L’histoire est une discipline traditionnellement confiante. Depuis le XIXe siècle au moins, les historiens se sont accordés sur un ensemble de règles et de conventions qui garantissaient tout à la fois la production de connaissances objectives et vérifiables, l’affirmation d’une communauté de métier et l’élaboration d’un récit partagé. Ce sont ces convictions essentielles qu’est venu ébranler le tournant linguistique, qui pose que le langage, loin d’être un medium neutre, participe de la construction du monde dans lequel nous vivons et que nous étudions.
Il s’agit d’un moment relativement bref – deux décennies à partir des années 1970 – mais intense, qui, depuis les États-Unis, a été à l’origine de fortes turbulences au sein de l’historiographie et, au-delà, dans toute une part des sciences sociales et des humanités. Dans ses versions les plus radicales, il a pu aboutir à une rupture entre les mots et les choses, au déni de tout rapport à la réalité et à la mise en cause de la possibilité même d’une connaissance du passé. Des questions ont été posées, dont certaines restent ouvertes. L’histoire est aujourd’hui moins assurée de ses certitudes qu’elle ne l’était.

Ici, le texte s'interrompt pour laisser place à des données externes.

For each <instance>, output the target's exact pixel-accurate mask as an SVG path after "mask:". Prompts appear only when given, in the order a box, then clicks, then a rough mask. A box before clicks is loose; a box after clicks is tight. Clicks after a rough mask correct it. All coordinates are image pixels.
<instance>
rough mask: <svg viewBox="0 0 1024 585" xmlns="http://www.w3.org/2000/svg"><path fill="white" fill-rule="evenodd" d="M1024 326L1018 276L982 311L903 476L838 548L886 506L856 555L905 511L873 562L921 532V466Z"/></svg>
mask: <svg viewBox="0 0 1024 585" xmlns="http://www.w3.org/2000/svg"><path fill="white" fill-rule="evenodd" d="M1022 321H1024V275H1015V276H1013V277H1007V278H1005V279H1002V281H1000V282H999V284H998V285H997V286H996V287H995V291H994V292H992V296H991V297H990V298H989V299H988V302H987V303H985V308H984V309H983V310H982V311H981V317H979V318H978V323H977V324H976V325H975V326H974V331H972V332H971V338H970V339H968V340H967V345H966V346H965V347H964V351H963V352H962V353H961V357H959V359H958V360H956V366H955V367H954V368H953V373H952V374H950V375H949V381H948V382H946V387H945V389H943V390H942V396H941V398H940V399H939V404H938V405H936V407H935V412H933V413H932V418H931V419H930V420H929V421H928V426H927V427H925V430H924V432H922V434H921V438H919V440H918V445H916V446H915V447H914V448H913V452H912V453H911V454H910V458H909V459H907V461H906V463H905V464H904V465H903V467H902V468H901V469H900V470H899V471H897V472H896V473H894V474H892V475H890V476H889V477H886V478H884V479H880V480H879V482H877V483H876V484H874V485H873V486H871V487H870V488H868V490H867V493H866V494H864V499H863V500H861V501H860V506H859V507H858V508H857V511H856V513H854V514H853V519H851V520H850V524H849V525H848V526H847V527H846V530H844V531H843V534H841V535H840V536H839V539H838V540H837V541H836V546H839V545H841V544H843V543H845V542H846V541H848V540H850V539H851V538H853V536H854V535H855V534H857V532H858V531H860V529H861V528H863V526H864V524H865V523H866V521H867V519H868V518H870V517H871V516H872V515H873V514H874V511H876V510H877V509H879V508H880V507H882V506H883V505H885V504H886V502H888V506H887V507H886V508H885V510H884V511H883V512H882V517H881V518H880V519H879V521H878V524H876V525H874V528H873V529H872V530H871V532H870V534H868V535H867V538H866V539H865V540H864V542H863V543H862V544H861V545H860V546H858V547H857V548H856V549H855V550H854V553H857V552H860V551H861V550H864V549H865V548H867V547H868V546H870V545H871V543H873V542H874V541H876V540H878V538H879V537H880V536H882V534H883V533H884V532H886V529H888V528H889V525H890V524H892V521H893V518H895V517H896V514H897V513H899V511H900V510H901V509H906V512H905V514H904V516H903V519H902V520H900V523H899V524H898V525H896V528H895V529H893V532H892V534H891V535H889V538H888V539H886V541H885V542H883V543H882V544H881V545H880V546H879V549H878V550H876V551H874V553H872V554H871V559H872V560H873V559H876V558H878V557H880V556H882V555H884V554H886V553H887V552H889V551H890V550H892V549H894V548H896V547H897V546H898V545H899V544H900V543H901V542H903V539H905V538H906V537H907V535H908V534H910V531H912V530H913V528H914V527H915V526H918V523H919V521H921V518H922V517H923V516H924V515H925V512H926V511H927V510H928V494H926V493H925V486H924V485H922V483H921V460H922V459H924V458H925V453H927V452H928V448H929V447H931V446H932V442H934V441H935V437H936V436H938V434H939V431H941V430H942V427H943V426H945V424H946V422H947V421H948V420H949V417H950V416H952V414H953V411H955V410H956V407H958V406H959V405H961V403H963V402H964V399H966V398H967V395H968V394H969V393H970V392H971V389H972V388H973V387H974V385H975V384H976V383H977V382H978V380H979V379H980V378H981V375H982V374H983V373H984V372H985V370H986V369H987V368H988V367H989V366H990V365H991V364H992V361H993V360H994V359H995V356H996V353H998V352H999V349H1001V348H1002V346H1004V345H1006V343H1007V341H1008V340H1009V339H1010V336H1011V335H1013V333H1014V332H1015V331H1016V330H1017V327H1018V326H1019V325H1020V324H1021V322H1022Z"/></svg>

Elle est sans nul doute plus inquiète.
Les auteurs se proposent de reconstruire à travers cet ouvrage la dynamique d’un mouvement, le patchwork théorique qu’il a mobilisé, pour comprendre l’attraction qu’il a exercée, les polémiques et les rejets qu’il a suscités, en replaçant le tournant linguistique dans le cadre plus large du moment postmoderne qui, dans les mêmes années, traduit le sentiment d’un épuisement des valeurs et des formes sociales, politiques, culturelles, associées à la modernité.